Una cuestión de influencia, no de ingresos
Aunque la medida de Irán de cobrar peajes se ha presentado como un generador de ingresos, los análisis sugieren que las ganancias financieras son limitadas. Citando el derecho internacional y las normas de navegación, un informe del analista Umud Shokri para Iran International sostiene que la narrativa del "guardián de los 100.000 millones de dólares" es un mito. Los ingresos anuales realistas, incluso si fueran exigibles, probablemente estarían más cerca de los 1.500 millones de dólares, una fracción de las decenas de miles de millones que a veces se citan.

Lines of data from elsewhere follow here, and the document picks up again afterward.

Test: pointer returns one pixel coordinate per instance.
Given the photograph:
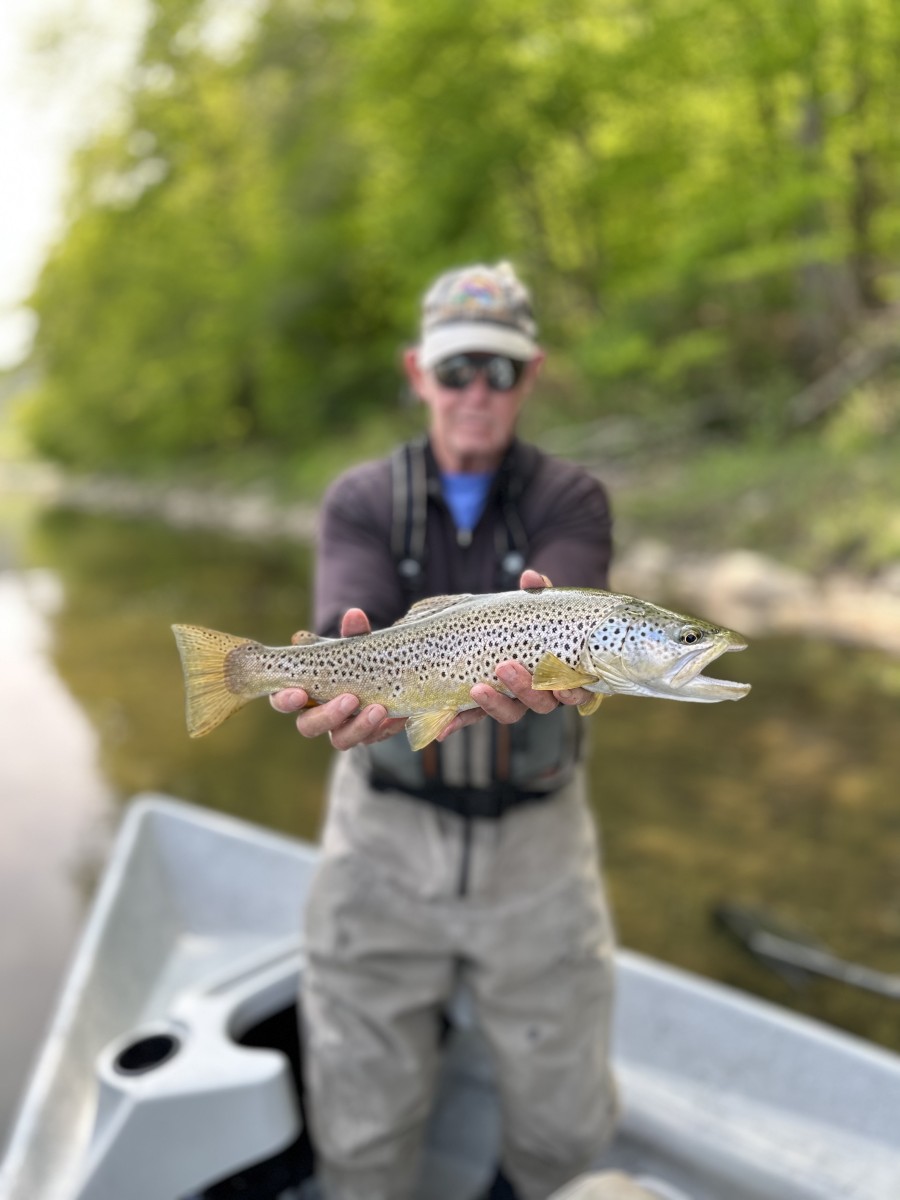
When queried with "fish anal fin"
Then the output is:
(424, 727)
(553, 675)
(591, 706)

Esto sugiere que el motivo principal no son los ingresos sino la influencia. Al forzar una confrontación directa con su sistema bancario, Teherán intenta que el bloqueo sea económicamente inviable para los compradores globales de energía. La política parece diseñada para "darle la vuelta a la tortilla", como señaló un analista, demostrando que Irán también puede restringir el acceso a la vía fluvial, creando una vulnerabilidad mutua. La última vez que aumentaron tensiones similares durante la Guerra de los Petroleros en la década de 1980, se desencadenó una intervención militar internacional para asegurar los flujos marítimos.

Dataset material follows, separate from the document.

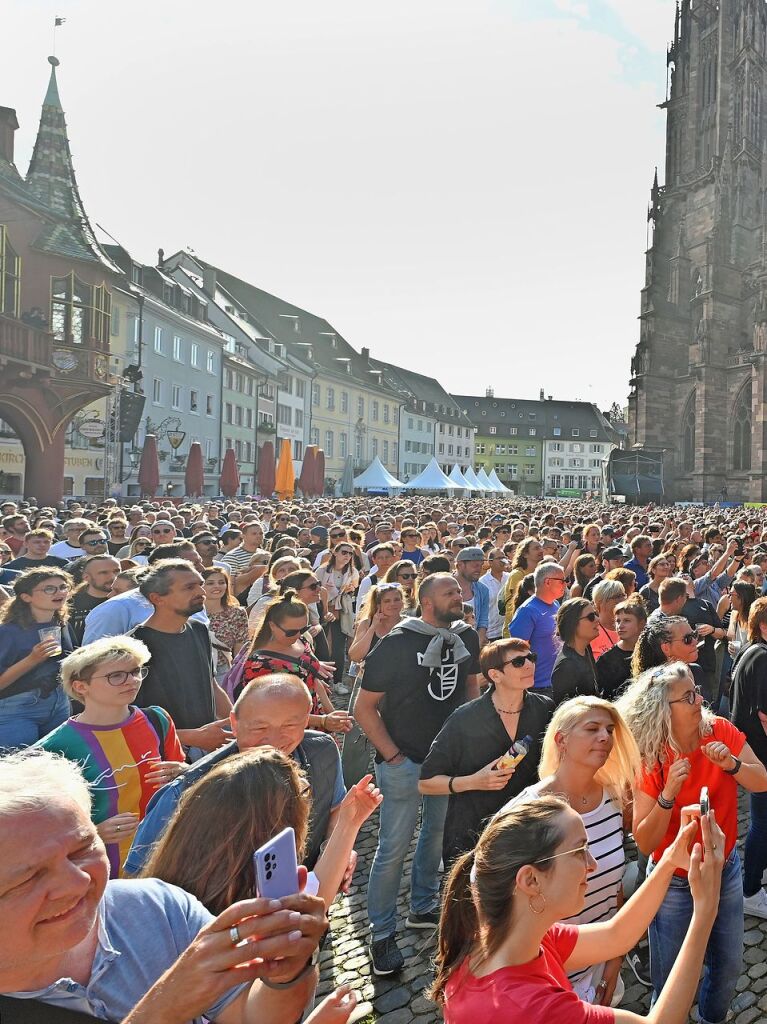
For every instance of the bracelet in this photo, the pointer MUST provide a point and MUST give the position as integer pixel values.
(280, 985)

La estrategia está plagada de riesgos. La economía de Irán ya se tambalea por daños de guerra equivalentes a más de 3.000 dólares por persona y un apagón de internet en todo el país que ha paralizado la economía digital. Los negociadores del país abandonaron recientemente las conversaciones en Islamabad por desavenencias internas, mostrando profundas divisiones en los niveles más altos sobre cómo gestionar la crisis económica y militar. La nueva propuesta bancaria es una apuesta de alto riesgo: el mundo necesita su petróleo más de lo que teme las sanciones de EE. UU.